Recall again the Big Picture, the four-step process that encompasses statistics: data production, exploratory data analysis, probability, and inference.

We are about to start the fourth part of the process and the final section of this course, where we draw on principles learned in the other units (exploratory data analysis, producing data, and probability) in order to accomplish what has been our ultimate goal all along: use a sample to infer (or draw conclusions) about the population from which it was drawn. The specific form of inference called for depends on the type of variables involved—either a single categorical or quantitative variable, or a combination of two variables whose relationship is of interest.

The purpose of this introduction is to review how we got here and how the previous sections fit together to allow us to make reliable inferences. Also, we will introduce the various forms of statistical inference that will be discussed in this section, and give a general outline of how this section is organized.

In the **Exploratory Data Analysis** sections, we learned to display and summarize data that were obtained from a sample. Regardless of whether we had one variable and we examined its distribution, or whether we had two variables and we examined the relationship between them, it was always understood that these summaries applied *only* to the data at hand; we did not attempt to make claims about the larger population from which the data were obtained.

Such generalizations were, however, a long-term goal from the very beginning of the course. For this reason, in the **Producing Data** sections, we took care to establish principles of sampling and study design that would be essential in order for us to claim that, to some extent, what is true for the sample should be also true for the larger population from which the sample originated. These principles should be kept in mind throughout this section on statistical inference, since the results that we will obtain will not hold if there was bias in the sampling process, or flaws in the study design under which variables’ values were measured.

Perhaps the most important principle stressed in the Producing Data unit was that of randomization. Randomization is essential not only because it prevents bias but also because it permits us to rely on the laws of probability, which is the scientific study of random behavior.

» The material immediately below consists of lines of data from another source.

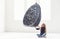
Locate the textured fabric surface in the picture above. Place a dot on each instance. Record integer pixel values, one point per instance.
(32, 16)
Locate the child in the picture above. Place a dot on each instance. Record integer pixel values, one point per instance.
(43, 30)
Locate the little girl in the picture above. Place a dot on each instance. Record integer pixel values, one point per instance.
(43, 30)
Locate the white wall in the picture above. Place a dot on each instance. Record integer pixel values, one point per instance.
(53, 26)
(2, 12)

In the **Probability **sections**,** we established basic laws for the behavior of random variables. We ultimately focused on two random variables of particular relevance: the sample mean (X¯) and the sample proportion (pˆ ), and the last module of the Probability unit was devoted to exploring their sampling distributions. We learned what probability theory tells us to expect from the values of the sample mean and the sample proportion, given that the corresponding population parameters—the population mean (μ) and the population proportion (p)—are known.

As we mentioned in that section, the value of such results is more theoretical than practical, since in real-life situations we seldom know what is true for the entire population. All we know is what we see in the sample, and we want to use this information to say something concrete about the larger population. Probability theory has set the stage to accomplish this: learning what to expect from the value of sample mean, given that population mean takes a certain value, teaches us (as we’ll soon learn) what to expect from the value of the unknown population mean, given that a particular value of sample mean has been observed. Similarly, since we have established how sample proportion behaves relative to population proportion, we will now be able to turn this around and say something about the value of population proportion, based on an observed sample proportion. This process—inferring something about the population based on what is measured in the sample—is (as you know) called **statistical inference**.

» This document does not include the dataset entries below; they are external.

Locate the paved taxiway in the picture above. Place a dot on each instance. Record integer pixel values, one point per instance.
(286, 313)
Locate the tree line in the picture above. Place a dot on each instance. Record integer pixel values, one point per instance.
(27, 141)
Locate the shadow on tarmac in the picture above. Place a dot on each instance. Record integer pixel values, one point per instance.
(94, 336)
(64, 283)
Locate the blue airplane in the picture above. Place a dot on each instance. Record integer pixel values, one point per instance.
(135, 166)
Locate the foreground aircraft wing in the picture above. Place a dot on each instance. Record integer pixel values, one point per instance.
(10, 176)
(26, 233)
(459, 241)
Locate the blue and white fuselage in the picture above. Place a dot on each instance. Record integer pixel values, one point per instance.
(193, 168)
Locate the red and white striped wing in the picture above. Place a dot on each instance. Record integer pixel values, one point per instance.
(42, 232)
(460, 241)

We introduce three forms of statistical inference in this unit, each one representing a different way of using the information obtained in the sample to draw conclusions about the population. These forms are:

- Point estimation
- Interval estimation
- Hypothesis testing

Obviously, each one of these forms of inference will be discussed at length in this section, but it would be useful to get at least an intuitive sense of the nature of each of these inference forms, and the difference between them in terms of the type of conclusions they draw about the population based on the sample results.

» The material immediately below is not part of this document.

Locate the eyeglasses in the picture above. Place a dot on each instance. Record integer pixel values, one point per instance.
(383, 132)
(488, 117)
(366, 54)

In **point estimation**, we estimate an unknown parameter using a *single number* that is calculated from the sample data.

In **interval estimation**, we estimate an unknown parameter using an **interval of values** that is likely to contain the true value of that parameter (and state how confident we are that this interval indeed captures the true value of the parameter).

In **hypothesis testing**, we have some claim about the population, and we check **whether or not the data** obtained from the sample **provide evidence against this claim.**

As we mentioned at the end of the introduction, the first part of Inference will deal with inference for one variable. Recall that in the Exploratory Data Analysis (EDA) sections, when we learned about summarizing the data obtained from one variable (in the Examining Distributions module) we distinguished between two cases; categorical data and quantitative data.

We will make a similar distinction here in Inference. In EDA, the type of variable determined the displays and numerical measures we used to summarize the data. In Inference, the type of variable of interest (categorical or quantitative) will determine what population parameter we are going to do inference for.

- When the variable of interest is
**categorical**, the population parameter that we will infer about is the**population proportion (p)**associated with that variable. For example, if we are interested in studying opinions about the death penalty among U.S. adults, and thus our variable of interest is “death penalty (in favor/against),” we’ll choose a sample of U.S. adults and use the collected data to make an inference about p—the proportion of U.S. adults who support the death penalty. - When the variable of interest is
**quantitative**, the population parameter that we infer about is the**population mean (μ)**associated with that variable. For example, if we are interested in studying the annual salaries in the population of teachers in a certain state, we’ll choose a sample from that population and use the collected salary data to make an inference about μ, the mean annual salary of all teachers in that state.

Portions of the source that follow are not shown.